Fue de pronto, tan rápido como un parpadeo, ninguno de los sitios que durante tanto años había visitado, donde hace tiempo había jugado, reído, bailado, soñado, eran los mismos.
Nada se había movido de su posición, pero todo parecía desordenado, el asfalto seguía siendo el mismo, los bancos seguían igual de rotos, los mismos árboles eran lo que frenaban el paso al sol, las pintadas de antaño asomaban tras capas de pintura sobre las paredes que me rodeaban. Pero todo se veía diferente, olía diferente, traía sabores diferentes, el viento no parecía acariciar de la misma forma y entonces lo supe: yo ya no era yo, sino otra.
Entendí que todo había quedado sepultado en aquellas cajas de cartón en la que guardo los dibujos, las cartas, las entradas de cine, los diarios, tantos textos. Entendí que esa etapa había pasado, y que no podía decir cuánto había durado.

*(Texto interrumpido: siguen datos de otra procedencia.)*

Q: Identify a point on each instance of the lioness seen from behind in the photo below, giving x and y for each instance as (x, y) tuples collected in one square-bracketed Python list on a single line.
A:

El día en el que crecí no fue otro que el día en el que miré a mi alrededor y me di cuenta de que ya no había ningún lugar que pudiera bautizar como refugio, que nada era mío y que menos aún era un mío compartido de los que se terminan transformando en un nuestro.
El día en el que crecí fue el día en el que crucé la ciudad, de punta a punta, haciendo parada en todos los lugares en los que había reído hasta que me dolía la tripa, en los que había llorado hasta ser más papel mojado que persona, en los que me había deshecho y formado como si fuera un puzzle. Por todos los sitios en los que había creído vivir, aunque fuera un instante.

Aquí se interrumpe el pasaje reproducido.